Text of statute as originally enacted

= Statute merchant =

Act of the Parliament of England

Statute merchant (Statutum mercatorum) and statute staple are two old forms of security, long obsolete in English practice, though references to them still occur in some modern statutes.

The former security was first created by the Statute of Merchants 1283 (11 Edw. 1), or Statute of Acton Burnell (named after Acton Burnell in Shropshire, the place where Parliament met and passed the statute) and amplified by the Statute of Merchants 1285 (13 Edw. 1), whence its name, and the latter by an act of 1353, which provided that in every staple (i.e. public mart) the seal of the staple should be sufficient validity for a bond of record acknowledged and witnessed before the mayor of the staple.
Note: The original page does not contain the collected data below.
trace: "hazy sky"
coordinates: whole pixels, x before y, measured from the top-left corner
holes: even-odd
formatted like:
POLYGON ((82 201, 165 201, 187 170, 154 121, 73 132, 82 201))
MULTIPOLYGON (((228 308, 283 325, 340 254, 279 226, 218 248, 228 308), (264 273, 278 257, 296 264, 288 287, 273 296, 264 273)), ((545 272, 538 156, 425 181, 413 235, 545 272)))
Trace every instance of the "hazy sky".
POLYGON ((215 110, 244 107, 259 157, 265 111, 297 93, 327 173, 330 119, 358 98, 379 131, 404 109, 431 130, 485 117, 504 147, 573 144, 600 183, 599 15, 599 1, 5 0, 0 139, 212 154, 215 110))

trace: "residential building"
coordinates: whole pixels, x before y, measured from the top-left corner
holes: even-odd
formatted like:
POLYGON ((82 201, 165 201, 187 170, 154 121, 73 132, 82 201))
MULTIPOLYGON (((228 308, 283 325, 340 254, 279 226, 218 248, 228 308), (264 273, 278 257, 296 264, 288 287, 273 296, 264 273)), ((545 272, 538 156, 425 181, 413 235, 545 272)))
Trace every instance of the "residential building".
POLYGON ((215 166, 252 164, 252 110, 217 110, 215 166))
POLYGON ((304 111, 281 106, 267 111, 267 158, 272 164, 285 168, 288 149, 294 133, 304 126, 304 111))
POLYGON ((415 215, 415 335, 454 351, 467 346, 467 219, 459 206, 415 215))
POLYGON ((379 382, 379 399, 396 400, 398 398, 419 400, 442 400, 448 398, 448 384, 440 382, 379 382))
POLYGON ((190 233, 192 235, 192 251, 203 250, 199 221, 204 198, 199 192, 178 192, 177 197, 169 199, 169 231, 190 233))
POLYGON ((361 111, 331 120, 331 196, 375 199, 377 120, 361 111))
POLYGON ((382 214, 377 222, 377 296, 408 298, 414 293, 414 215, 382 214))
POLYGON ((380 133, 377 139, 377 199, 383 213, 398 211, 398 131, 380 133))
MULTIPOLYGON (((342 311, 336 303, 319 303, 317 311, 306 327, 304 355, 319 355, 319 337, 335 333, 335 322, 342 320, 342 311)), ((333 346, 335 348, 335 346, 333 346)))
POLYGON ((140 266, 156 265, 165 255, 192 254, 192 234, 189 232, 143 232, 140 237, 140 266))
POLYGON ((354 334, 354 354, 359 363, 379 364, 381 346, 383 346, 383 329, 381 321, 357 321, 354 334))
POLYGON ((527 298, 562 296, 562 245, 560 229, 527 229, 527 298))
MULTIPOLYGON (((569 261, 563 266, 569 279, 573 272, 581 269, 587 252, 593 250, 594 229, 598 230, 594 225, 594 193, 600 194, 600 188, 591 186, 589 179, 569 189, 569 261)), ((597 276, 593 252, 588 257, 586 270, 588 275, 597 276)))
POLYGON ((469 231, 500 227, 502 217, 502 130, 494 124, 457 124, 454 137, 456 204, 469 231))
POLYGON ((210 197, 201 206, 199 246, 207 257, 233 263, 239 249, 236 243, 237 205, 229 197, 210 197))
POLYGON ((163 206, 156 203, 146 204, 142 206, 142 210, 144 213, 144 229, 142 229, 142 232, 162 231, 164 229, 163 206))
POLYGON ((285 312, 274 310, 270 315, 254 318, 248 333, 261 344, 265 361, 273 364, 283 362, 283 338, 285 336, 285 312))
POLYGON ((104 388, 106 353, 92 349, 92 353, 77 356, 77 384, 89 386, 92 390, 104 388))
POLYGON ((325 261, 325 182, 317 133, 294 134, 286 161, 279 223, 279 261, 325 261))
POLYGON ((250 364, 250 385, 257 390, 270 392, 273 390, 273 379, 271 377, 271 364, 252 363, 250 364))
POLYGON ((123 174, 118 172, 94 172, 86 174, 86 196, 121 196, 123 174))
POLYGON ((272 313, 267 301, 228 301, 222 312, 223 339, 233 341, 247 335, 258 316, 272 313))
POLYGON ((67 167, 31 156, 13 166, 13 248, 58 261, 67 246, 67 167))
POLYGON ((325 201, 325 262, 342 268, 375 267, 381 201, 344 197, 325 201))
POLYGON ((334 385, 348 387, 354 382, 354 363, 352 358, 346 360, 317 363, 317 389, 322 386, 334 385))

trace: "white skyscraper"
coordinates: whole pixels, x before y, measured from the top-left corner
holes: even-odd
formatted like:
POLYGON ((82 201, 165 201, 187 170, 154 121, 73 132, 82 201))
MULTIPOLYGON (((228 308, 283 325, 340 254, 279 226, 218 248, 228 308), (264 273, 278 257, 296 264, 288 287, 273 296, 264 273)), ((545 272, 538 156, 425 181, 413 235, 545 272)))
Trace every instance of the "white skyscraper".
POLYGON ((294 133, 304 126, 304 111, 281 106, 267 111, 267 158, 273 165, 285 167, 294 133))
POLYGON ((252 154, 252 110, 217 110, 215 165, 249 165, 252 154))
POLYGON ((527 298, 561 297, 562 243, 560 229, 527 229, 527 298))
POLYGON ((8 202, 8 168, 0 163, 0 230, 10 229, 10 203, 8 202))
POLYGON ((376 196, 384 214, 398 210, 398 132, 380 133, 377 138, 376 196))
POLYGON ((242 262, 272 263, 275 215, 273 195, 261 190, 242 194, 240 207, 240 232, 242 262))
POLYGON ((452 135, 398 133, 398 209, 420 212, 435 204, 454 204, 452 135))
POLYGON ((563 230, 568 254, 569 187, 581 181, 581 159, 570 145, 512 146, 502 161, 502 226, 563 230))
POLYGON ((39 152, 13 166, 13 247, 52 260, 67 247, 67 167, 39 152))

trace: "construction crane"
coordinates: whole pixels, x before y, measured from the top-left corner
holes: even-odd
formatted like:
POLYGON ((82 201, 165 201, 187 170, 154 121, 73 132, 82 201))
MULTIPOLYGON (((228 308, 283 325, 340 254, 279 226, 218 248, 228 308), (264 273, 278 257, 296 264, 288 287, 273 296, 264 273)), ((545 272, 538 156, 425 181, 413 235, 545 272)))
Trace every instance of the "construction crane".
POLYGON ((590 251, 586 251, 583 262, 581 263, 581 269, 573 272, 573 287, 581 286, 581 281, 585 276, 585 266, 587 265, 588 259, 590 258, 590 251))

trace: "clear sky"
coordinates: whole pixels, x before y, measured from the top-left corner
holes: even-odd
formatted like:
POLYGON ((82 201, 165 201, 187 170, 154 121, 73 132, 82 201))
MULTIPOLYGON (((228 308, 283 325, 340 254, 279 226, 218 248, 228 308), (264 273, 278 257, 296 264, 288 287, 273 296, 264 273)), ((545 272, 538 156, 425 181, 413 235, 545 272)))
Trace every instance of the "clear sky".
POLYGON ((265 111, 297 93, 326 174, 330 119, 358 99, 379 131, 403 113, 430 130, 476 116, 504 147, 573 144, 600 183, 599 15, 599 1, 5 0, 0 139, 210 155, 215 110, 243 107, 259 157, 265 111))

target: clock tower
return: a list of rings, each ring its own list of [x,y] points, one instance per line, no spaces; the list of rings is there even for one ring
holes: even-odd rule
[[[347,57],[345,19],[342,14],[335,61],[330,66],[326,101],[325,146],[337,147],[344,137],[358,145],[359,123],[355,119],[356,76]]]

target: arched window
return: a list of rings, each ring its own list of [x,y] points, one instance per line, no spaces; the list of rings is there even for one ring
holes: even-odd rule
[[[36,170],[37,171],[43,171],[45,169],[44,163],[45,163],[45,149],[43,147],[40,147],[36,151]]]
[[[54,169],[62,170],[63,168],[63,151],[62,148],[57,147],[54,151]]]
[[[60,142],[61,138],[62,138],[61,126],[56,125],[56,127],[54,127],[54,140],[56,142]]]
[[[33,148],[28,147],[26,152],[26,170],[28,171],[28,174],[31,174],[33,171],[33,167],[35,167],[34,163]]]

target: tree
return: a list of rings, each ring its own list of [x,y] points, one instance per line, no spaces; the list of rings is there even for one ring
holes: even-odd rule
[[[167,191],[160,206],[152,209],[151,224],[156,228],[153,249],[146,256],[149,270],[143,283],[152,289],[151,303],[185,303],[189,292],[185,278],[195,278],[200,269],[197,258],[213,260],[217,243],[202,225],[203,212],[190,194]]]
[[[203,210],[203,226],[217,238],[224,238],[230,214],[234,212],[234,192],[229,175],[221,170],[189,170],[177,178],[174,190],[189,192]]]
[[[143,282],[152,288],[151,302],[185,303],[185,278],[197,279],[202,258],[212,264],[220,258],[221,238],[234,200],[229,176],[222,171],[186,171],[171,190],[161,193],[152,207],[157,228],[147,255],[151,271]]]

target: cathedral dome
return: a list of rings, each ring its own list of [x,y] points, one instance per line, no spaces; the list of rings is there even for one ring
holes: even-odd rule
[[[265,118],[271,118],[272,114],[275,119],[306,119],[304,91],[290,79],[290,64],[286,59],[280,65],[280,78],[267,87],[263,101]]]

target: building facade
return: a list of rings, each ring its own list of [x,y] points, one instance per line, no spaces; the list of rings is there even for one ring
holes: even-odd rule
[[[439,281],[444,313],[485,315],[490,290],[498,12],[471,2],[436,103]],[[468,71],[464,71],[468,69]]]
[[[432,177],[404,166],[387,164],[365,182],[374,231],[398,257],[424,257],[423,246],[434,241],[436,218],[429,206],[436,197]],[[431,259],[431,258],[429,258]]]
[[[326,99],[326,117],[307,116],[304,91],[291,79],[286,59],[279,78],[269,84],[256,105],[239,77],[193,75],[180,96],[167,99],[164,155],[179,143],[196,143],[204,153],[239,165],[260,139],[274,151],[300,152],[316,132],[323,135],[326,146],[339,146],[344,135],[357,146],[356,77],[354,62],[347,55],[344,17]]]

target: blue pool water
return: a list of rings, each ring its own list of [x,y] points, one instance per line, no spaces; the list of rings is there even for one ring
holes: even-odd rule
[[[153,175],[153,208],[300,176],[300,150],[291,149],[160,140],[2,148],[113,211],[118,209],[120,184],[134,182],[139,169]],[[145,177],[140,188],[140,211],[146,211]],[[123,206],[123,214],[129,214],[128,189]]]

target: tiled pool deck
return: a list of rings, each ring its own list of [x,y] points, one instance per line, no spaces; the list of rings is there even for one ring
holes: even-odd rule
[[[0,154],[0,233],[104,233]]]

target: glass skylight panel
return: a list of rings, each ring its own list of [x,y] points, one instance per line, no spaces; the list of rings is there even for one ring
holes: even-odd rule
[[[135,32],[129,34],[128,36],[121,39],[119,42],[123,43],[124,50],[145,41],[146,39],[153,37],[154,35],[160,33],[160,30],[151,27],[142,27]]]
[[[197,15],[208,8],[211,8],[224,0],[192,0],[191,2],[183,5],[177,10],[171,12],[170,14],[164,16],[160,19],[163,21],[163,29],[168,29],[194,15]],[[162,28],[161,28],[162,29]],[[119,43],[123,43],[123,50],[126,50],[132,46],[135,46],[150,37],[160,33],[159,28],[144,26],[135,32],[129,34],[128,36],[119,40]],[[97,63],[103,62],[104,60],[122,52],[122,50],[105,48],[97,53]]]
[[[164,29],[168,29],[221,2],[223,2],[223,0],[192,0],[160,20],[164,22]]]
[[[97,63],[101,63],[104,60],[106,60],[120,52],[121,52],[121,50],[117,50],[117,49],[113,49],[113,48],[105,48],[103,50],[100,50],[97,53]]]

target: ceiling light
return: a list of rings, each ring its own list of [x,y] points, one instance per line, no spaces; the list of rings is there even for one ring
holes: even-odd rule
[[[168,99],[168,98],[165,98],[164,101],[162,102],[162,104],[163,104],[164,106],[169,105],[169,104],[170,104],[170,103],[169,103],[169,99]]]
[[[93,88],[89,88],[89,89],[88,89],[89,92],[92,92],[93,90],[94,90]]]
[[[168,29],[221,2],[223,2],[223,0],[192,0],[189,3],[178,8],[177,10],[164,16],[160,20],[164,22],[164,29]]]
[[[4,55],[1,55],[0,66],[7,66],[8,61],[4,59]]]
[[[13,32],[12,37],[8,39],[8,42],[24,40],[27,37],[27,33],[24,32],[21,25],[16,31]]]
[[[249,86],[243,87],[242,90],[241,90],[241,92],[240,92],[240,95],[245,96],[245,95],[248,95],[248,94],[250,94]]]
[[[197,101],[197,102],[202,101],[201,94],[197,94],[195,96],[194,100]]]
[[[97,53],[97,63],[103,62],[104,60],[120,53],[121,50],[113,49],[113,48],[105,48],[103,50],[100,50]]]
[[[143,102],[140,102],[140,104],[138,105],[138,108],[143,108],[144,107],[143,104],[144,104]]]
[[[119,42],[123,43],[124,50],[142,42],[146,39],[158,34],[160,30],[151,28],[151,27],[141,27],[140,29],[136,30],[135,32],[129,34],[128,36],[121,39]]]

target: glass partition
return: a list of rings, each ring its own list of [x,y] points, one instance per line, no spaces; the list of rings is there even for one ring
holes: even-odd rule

They were originally permitted only among traders, for the benefit of commerce, but afterwards extended by an act of Henry VIII (1532) to all subjects, whether traders or not. The creditor under either form of security was allowed to seize the goods and hold the lands of a defaulting debtor until satisfaction of his debt. While he held the lands he was termed tenant by statute merchant or by statute staple. In addition to the loss of his goods and lands the debtor was liable to be imprisoned. Statute merchant, owing to the summary method of enforcing payment, was sometimes known as pocket judgment.

An example of a suit of statute merchant can be seen in the Plea Rolls of the Court of Common Pleas, in 1430, where John Salter, citizen and tanner of York, John Wyot, vicar of St Nicholas, Mikelgate, John Yoman, (the latter two as executors of Henry Ravenswath) are parties.

== Subsequent developments ==
The act was extended to Ireland by Poynings' Law 1495 (10 Hen. 7. c. 22 (I)).

The whole act was repealed for England and Wales by section 1 of, and the schedule to, the Statute Law Revision Act 1863 (26 & 27 Vict. c. 125), which came into force on 28 July 1863.

The whole act was repealed for Ireland by section 1 of, and the schedule to, the Statute Law (Ireland) Revision Act 1872 (35 & 36 Vict. c. 98), which came into force on 10 August 1872.